Bewertung: 4.5 / 5
Einer der größten Musiker unserer Zeit erhält seine verdiente Filmographie. Rocketman überzeugt auf so vielen Ebenen und lässt den Zuschauer mit einem vergnügten Gefühl der Zufriedenheit aus dem Kino gehen. Taron Egerton als Elton John steht Rami Malek in keiner Weise nach und inzwischen wurde aus dem begabten Jungschauspieler von einst eine ernstzunehmende Hollywoodkonkurrenz.
Rocketman Kritik
Reginald Kenneth Dwights Kindheit (Matthew Illesley, später Kit Connor) ist geprägt von Zynismus mütterlicherseits und Liebesentzug durch seinen Vater, das Ganze nur erträglich gemacht durch die Fürsorge und Liebe seiner Großmutter. Diese erkennt auch das musikalische Talent ihres Enkels, der beginnt, Klavierstunden zu nehmen und später, als junger Mann, mit Bandkollegen die örtlichen Bars zu beschallen. Als Reggie auf den begabten Texter Bernie Taupin (Jamie Bell) trifft, ist dies der Beginn einer unfassbar erfolgreichen und ihresgleichen suchenden Kooperation - und der Beginn von Elton John...
Trailer zu Rocketman
Denkt man an Elton John, fallen einem prompt Schlagworte wie Paradiesvogel, Brillen, Diana, Nikita und Diva ein. Der inzwischen 72-jährige Ausnahmemusiker hat es in seiner jahrzehntelangen Karriere geschafft, Hochs und Tiefs zu überwinden und der Menschheit unzählige wunderbare Songs geschenkt, darunter "Your song", das titelgebende "Rocket man", "Candle in the wind", "I´m still standing", "Sad songs (Say so much)" oder die oben erwähnte wunderschöne Kalter-Krieg-Hymne "Nikita". Es wurde also Zeit, Sir Elton Hercules John auf der Leinwand die Ehre zu erweisen, die ihm gebührt - und mit Hauptdarsteller Taron Egerton ist das grandios gelungen.

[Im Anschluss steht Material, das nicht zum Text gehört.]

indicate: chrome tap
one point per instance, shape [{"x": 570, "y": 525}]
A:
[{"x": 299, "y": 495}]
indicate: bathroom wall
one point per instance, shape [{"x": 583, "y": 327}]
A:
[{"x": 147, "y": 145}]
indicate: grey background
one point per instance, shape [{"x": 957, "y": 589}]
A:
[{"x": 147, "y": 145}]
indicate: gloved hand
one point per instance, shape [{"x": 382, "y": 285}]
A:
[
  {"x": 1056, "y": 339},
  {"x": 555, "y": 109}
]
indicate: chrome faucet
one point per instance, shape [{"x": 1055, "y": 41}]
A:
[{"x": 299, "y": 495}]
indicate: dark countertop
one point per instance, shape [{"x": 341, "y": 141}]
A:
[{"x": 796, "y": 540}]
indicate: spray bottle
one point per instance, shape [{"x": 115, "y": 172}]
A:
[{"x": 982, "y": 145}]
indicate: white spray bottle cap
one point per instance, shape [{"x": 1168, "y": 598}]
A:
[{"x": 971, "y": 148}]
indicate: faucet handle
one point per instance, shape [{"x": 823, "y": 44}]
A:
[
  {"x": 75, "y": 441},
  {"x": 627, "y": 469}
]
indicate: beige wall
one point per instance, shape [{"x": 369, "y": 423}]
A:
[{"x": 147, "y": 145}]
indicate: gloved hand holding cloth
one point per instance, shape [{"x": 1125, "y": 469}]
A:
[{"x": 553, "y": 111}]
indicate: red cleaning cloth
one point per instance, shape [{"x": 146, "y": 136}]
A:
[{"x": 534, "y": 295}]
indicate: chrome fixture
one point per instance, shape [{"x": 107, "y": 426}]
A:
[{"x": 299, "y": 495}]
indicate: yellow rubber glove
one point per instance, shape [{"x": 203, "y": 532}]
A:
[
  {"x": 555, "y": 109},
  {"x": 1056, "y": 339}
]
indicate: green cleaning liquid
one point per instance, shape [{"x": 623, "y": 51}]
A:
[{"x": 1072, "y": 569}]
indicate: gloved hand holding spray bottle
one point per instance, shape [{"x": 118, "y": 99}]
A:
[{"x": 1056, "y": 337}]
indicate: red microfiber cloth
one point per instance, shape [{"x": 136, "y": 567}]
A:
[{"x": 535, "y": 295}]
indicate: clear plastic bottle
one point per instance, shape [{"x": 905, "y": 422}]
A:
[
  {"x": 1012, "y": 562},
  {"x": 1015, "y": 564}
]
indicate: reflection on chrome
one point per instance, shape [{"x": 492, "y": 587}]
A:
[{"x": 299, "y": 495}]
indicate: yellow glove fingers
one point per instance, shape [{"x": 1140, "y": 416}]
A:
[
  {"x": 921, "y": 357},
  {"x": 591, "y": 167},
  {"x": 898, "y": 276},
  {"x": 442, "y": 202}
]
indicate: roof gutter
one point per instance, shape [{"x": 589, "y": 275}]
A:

Emotional, dramatisch, liebenswert, exaltiert. Das sind nur einige Eigenschaften, die der Schauspieler in seiner Rolle - gezwungenermaßen - vereint und so die Genese des Musikers lebendig macht. Wo vielen in Bohemian Rhapsody die abgründige Welt des Freddie Mercury fehlte, versprüht Rocketman dreimal so viel Sex und Egerton geht ohne homophobe Berührungsängste in seiner Rolle auf, die durch seine Natürlichkeit so wunderbar greifbar wird. Mut zur Hässlichkeit, Mut zur Extravaganz, Mut sich hineinzusteigern, das sind Attribute, die in solch einem Film obligatorisch sind und auf den Zuschauer eine regelrechte Sogwirkung haben.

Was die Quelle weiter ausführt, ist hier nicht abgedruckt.